Out of the 141 million barrels of oil produced in the first three months of 2022, only about 132 million were received at export terminals, the head of the Nigerian regulator told Reuters this month.

Gbenga Komolafe, CEO of the Nigerian Upstream Petroleum Regulatory Commission, said crude oil theft has increased to a daily average of 108,000 barrels in the first quarter of 2022, from 103,000 barrels in 2021.

“This trend poses an existential threat to the oil and gas sector and by extension, the Nigerian economy, if not curbed,” he added.

International oil companies (IOCs) have long called for the Nigerian government to crack down on criminals siphoning crude from pipelines, particularly those located in Nigeria’s oil-rich South-South region.

But the problem remains, and according to Robert Besseling, founder of specialist intelligence company Pangea-Risk, it should come as “little surprise” that the illegal appropriation of oil has spiked in recent months.

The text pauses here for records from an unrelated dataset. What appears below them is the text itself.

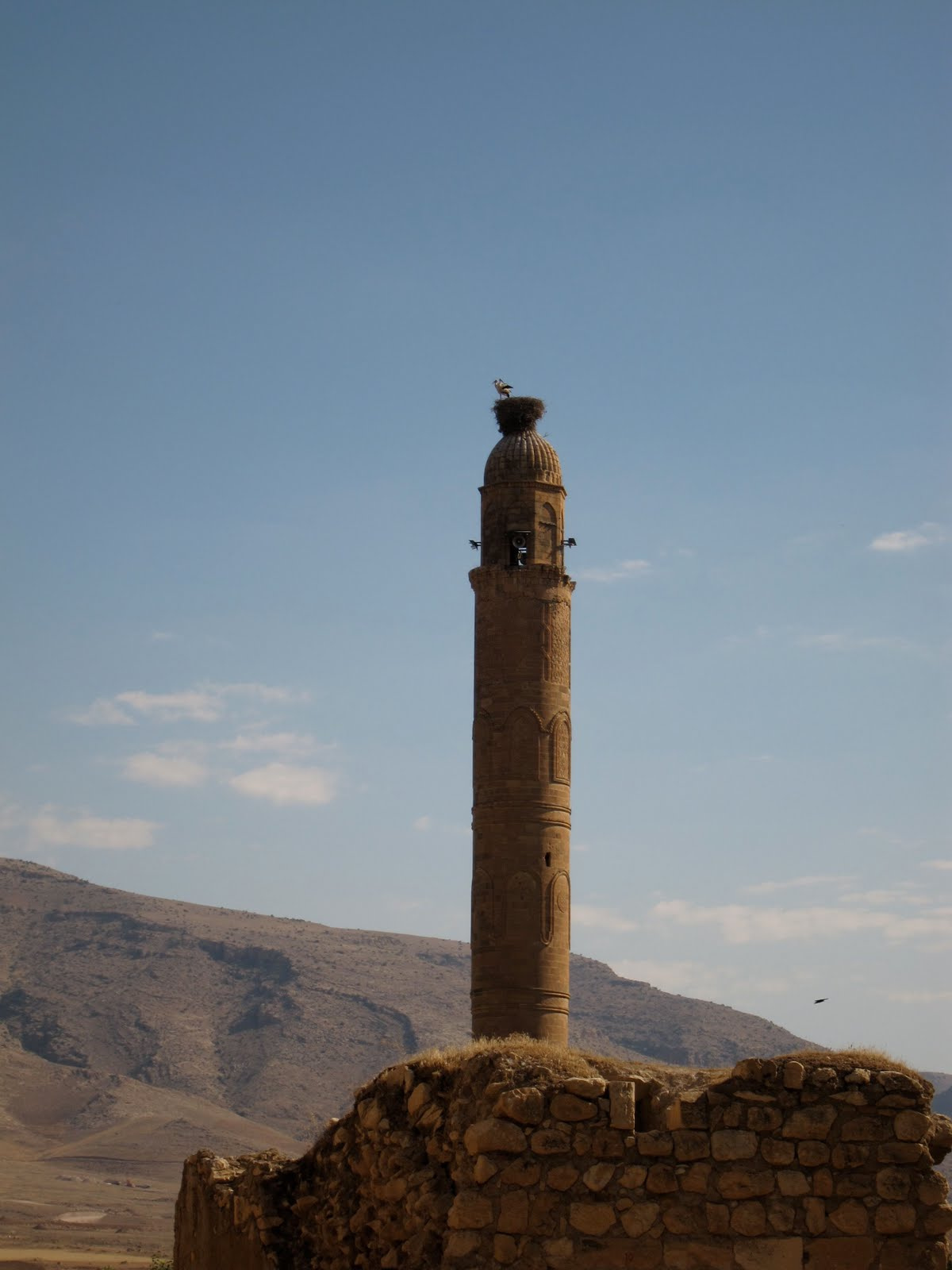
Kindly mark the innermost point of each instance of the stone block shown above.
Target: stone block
(812, 1153)
(846, 1254)
(892, 1184)
(765, 1119)
(608, 1143)
(695, 1180)
(550, 1142)
(719, 1218)
(691, 1145)
(655, 1142)
(791, 1181)
(697, 1255)
(592, 1218)
(682, 1219)
(733, 1145)
(505, 1250)
(470, 1212)
(461, 1244)
(850, 1155)
(816, 1214)
(793, 1075)
(660, 1180)
(939, 1221)
(634, 1176)
(914, 1255)
(850, 1217)
(520, 1172)
(895, 1219)
(514, 1213)
(598, 1176)
(810, 1122)
(781, 1216)
(585, 1086)
(866, 1128)
(746, 1183)
(639, 1219)
(770, 1255)
(524, 1105)
(901, 1153)
(622, 1104)
(484, 1168)
(562, 1178)
(749, 1218)
(571, 1108)
(494, 1134)
(911, 1126)
(777, 1153)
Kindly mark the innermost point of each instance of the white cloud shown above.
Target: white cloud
(844, 641)
(616, 572)
(740, 924)
(762, 888)
(283, 784)
(164, 770)
(602, 918)
(102, 714)
(90, 831)
(927, 535)
(273, 742)
(919, 996)
(206, 702)
(701, 978)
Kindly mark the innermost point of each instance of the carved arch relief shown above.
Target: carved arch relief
(558, 911)
(560, 749)
(484, 926)
(549, 533)
(522, 907)
(524, 749)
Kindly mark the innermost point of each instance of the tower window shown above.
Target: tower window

“As a general rule of thumb in the Niger Delta, when oil prices are low globally, you have a high risk of insurgency and attacks – pipelines are blown up, oil executives kidnapped and oil facilities raided. When prices are high, the risk of theft increases,” he tells GTR.

He says pipelines are being increasingly targeted by an “overlapping and sophisticated” network of militants and organised crime groups, sometimes with the help of corrupt security forces or political figures who are “in on the act”.

Much of the stolen crude has to be transported or shipped abroad due to a lack of refining capacity within Nigeria, prompting further concern over the role of international shippers, traders and refineries in propping up the illegal trade.

India is likely one main shipment destination for crude oil illegally lifted in Nigeria, Besseling adds.


Investment plummets

As well as the immediate hit to Nigeria’s public finances, crude theft is also stifling international investment in new projects –  a problem for country where oil output has been suffering a long-term decline.

Speaking at an event held by the Lagos Chamber of Commerce and Industry in June, the industry body’s president, Michael Olawale-Cole, said crude theft has seen production costs soar to US$32 a barrel.

“Losses from pipeline vandalisation and theft are overwhelming IOCs. Several indigenous oil firms are having to contend with rising operational expenses driven mostly by personnel, maintenance, and security costs,” he said.

The Nigerian government has said it is working to tackle the issue, with president Muhammadu Buhari reportedly vowing to set up dedicated courts aimed at tackling the problem.

Nigeria has also passed a Petroleum Industry Bill (PIB) to address regulatory uncertainty, as well as longstanding concerns over corrupt practices and a lack of transparency in Nigeria’s state oil company.

But analysts have questioned whether the PIB is ambitious enough to entice oil companies back to the country, particularly with European and US-based companies set to focus investments in cleaner energy sources. Other African countries have increasingly offered better value for money.

Some IOCs say they plan to exit the Nigerian market imminently, and have cited the impact of crude theft as one factor driving them away.

“Shell, Exxon Mobil both announced they plan to sell their onshore assets. The CEO of Shell has blamed it on an irreparable breakdown in community relations and high operational risks,” Besseling tells GTR.

“This means that Nigeria’s oil production is falling every month, and the country has been overtaken by Angola as Africa’s largest oil producer. That’s of course, because the smuggled or the stolen crude is not being counted as official oil production – Nigeria could even fall behind Libya.”